Farmers — and what the Bloomberg narrative left out

Soon they will be tilling the fields in our region and state.

Then they will be planting corn and a whole bunch of other stuff that will eventually wind up on your dinner table. They will nurture and harvest their product crops and receive not nearly enough compensation for them.

And most of them will be doing this while milking cows, baling hay and raising cattle.

The daily before-dawn-until-after-dark routine includes fortunes that can rise and fall on the whims of drought and thunderstorms, a tractor that breaks down or the myriad medical needs and quirks of cows, horses, chickens, pigs and assorted other farm animals.

Beyond incredible work ethic and economic survival instincts, their job requires common sense, intelligence, intuition, science, mechanics and business acumen.

In that context, imagine what their reaction was recently when billionaire Mike Bloomberg included a description of their occupation in his brief-but-too-long presidential flirtation: Dig a hole, plant a seed, water it, cover it up and wait for it to grow.

It’s hard to conjure up a more revealingly out-of-touch synopsis of farmers.

You know these people. They live next to you, or around the bend, or the next community over. They feed you. They feed our county.
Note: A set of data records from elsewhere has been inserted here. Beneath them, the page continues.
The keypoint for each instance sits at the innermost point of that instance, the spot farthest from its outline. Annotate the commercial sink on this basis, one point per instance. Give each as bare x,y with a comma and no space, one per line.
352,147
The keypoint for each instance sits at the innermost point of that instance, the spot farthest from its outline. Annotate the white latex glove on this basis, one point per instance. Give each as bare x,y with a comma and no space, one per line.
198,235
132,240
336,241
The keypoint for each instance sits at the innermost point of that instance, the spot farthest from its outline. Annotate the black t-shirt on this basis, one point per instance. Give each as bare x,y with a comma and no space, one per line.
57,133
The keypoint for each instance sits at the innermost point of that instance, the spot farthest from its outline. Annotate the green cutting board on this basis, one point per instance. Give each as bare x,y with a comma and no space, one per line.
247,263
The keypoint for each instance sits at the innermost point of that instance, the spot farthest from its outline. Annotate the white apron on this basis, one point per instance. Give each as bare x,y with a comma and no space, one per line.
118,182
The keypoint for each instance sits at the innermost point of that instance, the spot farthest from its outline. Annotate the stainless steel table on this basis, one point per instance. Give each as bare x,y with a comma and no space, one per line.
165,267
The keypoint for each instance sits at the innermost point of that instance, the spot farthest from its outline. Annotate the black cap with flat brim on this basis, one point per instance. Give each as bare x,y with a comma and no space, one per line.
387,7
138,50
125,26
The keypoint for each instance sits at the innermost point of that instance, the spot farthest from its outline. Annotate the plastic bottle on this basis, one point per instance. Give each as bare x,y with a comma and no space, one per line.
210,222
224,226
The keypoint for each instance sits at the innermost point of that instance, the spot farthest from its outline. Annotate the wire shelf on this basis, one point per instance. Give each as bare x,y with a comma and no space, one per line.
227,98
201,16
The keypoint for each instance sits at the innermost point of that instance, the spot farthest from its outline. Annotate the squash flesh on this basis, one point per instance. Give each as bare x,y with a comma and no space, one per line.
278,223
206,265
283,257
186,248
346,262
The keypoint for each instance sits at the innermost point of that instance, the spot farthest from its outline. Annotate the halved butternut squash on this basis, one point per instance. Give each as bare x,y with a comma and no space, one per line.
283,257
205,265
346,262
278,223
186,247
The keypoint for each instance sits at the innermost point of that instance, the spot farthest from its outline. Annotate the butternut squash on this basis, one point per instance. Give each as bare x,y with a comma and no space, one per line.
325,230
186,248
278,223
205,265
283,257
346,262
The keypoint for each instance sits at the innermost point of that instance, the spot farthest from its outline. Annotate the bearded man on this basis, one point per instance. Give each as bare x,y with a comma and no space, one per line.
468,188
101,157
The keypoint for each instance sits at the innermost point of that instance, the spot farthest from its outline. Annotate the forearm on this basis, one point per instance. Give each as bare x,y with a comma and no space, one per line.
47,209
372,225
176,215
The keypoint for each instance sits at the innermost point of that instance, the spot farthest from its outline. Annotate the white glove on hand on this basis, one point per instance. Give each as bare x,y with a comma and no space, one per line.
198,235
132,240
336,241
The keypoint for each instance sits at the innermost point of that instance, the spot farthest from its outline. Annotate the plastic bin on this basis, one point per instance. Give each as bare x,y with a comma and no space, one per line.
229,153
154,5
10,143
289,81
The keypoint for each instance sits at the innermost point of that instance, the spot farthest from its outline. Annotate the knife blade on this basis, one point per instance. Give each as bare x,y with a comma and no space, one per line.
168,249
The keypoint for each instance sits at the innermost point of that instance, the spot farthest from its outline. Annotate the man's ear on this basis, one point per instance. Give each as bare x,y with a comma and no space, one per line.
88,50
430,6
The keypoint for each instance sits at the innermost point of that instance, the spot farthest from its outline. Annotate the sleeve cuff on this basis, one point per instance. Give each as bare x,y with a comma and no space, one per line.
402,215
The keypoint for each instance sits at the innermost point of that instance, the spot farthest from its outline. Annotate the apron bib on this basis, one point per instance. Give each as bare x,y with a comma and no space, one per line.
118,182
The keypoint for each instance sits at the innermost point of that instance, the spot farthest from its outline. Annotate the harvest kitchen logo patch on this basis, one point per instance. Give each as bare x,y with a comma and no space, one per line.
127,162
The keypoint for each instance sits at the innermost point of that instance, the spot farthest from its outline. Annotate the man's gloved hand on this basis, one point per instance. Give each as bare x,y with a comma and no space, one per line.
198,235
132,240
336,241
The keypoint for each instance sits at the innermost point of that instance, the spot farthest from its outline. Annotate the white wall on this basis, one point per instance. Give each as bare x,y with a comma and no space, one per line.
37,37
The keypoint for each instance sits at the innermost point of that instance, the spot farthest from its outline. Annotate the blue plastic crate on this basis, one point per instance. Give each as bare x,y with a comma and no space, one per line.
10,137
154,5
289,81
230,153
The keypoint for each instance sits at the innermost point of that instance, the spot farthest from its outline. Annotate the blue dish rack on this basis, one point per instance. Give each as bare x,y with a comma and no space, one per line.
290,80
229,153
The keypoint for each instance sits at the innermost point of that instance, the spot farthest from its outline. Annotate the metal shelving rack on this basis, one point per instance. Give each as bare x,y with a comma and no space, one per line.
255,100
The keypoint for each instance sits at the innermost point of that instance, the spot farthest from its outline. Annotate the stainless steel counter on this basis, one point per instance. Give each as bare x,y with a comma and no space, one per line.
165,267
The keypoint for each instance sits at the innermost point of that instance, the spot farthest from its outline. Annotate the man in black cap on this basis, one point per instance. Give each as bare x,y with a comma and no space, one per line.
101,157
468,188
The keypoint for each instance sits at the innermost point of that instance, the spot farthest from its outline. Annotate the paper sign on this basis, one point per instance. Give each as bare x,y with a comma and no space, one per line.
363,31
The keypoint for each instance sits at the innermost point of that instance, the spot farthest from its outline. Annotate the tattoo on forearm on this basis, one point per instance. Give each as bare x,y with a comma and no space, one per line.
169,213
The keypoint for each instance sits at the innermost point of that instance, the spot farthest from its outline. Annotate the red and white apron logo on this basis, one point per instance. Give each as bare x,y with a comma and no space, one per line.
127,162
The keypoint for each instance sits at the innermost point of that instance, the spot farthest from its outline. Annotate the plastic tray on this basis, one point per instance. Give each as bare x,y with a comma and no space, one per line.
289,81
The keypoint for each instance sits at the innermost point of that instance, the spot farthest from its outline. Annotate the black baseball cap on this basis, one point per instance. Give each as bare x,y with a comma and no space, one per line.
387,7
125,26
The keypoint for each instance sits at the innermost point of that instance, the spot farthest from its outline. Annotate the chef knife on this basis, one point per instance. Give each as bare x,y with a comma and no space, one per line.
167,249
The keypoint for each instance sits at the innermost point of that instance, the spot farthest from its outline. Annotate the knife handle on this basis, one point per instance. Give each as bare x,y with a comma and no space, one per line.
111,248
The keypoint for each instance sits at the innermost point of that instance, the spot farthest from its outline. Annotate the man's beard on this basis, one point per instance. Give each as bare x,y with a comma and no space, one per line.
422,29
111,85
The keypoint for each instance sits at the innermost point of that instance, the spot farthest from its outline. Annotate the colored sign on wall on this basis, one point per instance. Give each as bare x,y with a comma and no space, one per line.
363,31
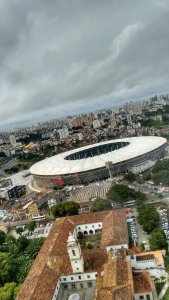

They feed our state. They feed our nation. And, yeah, they feed our world. They come in the form of mom-and-pop operations that are the neighbors in country villages. And they come in the form of mammoth corporate operations. There are 30,000 farms in Pennsylvania that are in the Chesapeake Bay Watershed.

It’s true that the natural gas industry has revived Pennsylvania’s economic fortunes.

It’s true that a heavy manufacturing and technology presence helps drive employment.

It’s also true that agriculture remains arguably the key economic driver in Pennsylvania, as correctly pointed out in a visit last fall by Agriculture Secretary Russell Redding to Union County.

And it’s driven by the most earnest, unassuming people in the world.

You can’t know or appreciate what they do unless you live next to them.

Which I did for 15 years in Nisbet after purchasing a 13.9-acre plot in 1991 that remained from what was originally a 200-acre parcel along Village Drive.

The farmers knew they were getting green city kids. And we had no idea what to expect after a lifetime lived in an elbow-to-elbow environment.

Then life happened.

And we learned that the distance from Williamsport to Nisbet was exponentially greater than six miles and a 10-minute drive.

We found out farmers can teach you how to fix the pool filter that you never imagined yourself dealing with.

We found out they have this sixth sense that comes from having to solve every problem yourself because the solution is not next door.

How did they know that the fence we had worked on to keep our two horses we bought on impulse would break down during a rainstorm? And how did they find them and bring them back in the middle of the night?

How did they miraculously show up with a backhoe to clear our driveway of the near-record snowstorm in the first week of March in 1993 while I was idled by a six-month-pregnant wife with a broken leg?

How did they know the perfect three days to cut, turn, dry and load hay in the summer, the work powered by a horse-drawn carriage and wagon?

How did they know what to say and when to make outsiders feel like lifelong neighbors, forgiving the fact that we had little to offer them while learning a new lifestyle?

They just did.

And long before Nike told us to “Just do it,” they just did it, without a lot of talk, preaching, boasting or self-congratulation.

Now, with the Chesapeake Bay cleanup a matter of environmental necessity, the inference is that the pollution is all the farmers’ fault.

Careful with that assumption. As the agriculture secretary said, farmers can’t be blamed for all the pollution.

And while it’s okay to demand agriculture reforms to help with the bay cleanup, let’s make sure we don’t literally bite the hand that feeds us.

Because, as a certain billionaire likely has found it, the skills of a farmer can’t be bought or taught in a five-minute YouTube video.

They are unique.

The people that possess them are special

And we can’t live without them.

David F. Troisi is retired as editor of the Sun-Gazette.